In 1945, the deployment of atomic bombs Fat Man and Little Boy on Japan changed warfare — and the world — forever. To date, these two bombings on the 6th and 9th of August 1945, during WWII, remain the only instance of the use of nuclear weapons during an armed conflict. Their use resulted in the ending of the war on the Pacific front. The immediate casualties are estimated between 129,000 and 226,000, most of them civilians. Follow-up deaths from radiation poisoning, cancer, birth defects, etc., and long-term environmental damage have brought the morality of nuclear weapons into question.

For perspective, the bombs dropped on Hiroshima and Nagasaki exploded with the yield of 15 kilotons and 20 kilotons of TNT respectively. The hydrogen bomb test launched on Nov. 1, 1952, however, yielded an explosion of 10 thousand kilotons of TNT. 

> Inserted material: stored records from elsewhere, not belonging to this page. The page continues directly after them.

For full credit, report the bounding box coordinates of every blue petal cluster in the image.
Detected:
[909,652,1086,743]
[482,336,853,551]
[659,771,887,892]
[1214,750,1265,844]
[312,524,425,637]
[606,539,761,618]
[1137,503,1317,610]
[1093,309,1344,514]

So yeah, hydrogen bombs are kinda powerful.

Nuclear (A-bomb) and thermonuclear (H-bomb or hydrogen) weapons are the most powerful weapons in history. But what are the differences between these two types of bombs? The primary difference between the A-bomb and the H-bomb lies in the explosion process at the nuclear level. The A-bomb relies on nuclear fission while the H-bomb is set off through both nuclear fission and fusion.

The 1952 launch reinserted the United States’ advantage over the Soviets in the arms race until the following year, when the Russians tested a thermonuclear device of their own. 

To date, five countries have successfully tested hydrogen bombs, and four more have tested with disputed reports.

Featured Image: Ivy Mike (yield 10.4 mt) — an atmospheric nuclear test conducted by the U.S. at Enewetak Atoll on Nov. 1, 1952.